About 85 percent among the current 5,000 students in the college are female students who may easily become the victims of forced or coercive cohabitation, Wang said.

However, no case has surfaced thus far, according to him.

"Yet you can see the vast market for cohabitation here, and not just in a long-term sense – there are many listings for rooms available for rent for a day or even an hour all over town," Wang said.

Heated opinions

The anti-cohabitation campaign has stirred fierce debate among experts, with some believing that students' individual rights to make choices in this regard shouldn't be violated.

"These are personal choices and students shouldn't be told that one way is right and the other wrong," Li Yinhe, a social scientist at the Chinese Academy of Social Sciences, told the Global Times.

Peng Xiaohui, a sexuality professor at Central China Normal University, said that forcing cohabitation underground may make it all the more risky for female students.

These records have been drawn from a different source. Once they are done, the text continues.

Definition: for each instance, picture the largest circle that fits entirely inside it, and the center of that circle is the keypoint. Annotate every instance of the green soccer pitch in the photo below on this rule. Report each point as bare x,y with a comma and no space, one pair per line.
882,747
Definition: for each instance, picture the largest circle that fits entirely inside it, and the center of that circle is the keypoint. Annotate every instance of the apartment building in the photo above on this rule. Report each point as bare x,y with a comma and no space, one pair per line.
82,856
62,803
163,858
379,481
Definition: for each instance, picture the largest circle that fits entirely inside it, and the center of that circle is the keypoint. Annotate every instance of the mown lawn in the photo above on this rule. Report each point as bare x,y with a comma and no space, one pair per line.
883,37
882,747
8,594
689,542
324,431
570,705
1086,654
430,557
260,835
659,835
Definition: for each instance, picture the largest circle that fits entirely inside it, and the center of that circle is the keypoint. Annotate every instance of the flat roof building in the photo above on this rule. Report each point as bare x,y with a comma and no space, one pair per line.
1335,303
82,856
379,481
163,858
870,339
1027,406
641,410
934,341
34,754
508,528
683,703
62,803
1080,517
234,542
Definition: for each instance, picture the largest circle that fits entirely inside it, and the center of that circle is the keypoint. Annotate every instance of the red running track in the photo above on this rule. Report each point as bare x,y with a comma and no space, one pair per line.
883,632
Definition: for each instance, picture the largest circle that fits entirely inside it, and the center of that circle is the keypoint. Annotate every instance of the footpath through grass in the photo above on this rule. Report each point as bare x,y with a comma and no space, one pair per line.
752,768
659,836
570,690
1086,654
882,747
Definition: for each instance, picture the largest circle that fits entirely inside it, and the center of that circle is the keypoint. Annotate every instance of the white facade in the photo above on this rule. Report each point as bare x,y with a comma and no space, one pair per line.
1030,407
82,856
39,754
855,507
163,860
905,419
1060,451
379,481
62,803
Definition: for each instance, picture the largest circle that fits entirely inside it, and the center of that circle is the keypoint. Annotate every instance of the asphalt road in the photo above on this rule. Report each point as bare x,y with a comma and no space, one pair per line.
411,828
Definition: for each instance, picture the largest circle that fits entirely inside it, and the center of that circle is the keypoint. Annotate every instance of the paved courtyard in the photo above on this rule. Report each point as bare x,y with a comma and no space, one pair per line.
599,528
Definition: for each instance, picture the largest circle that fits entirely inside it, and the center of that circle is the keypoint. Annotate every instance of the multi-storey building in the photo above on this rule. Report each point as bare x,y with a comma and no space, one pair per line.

"It's good to discourage it and help girls make informed decisions when it comes to sex, but I don't think they should be taking it to the level of enforcement," he said.

Governmental guidance on the matter has been mixed. In 2004, the Ministry of Education (MOE) issued a notice encouraging schools to forbid students from renting apartments outside their campuses. That year, the Guangzhou-based Information Times reported that most students living off-campus in Guangzhou returned to their dorms.

In an apparent about-face, however, the MOE issued a notice a year later telling schools that they can't outright forbid students from forming into partnerships or getting married.

A survey from 2007 polling more than 80,000 college students showed that 70 percent of students are tolerant of cohabitation and that about 14.4 percent of students have had sex, the Nanjing Morning Post reported last April.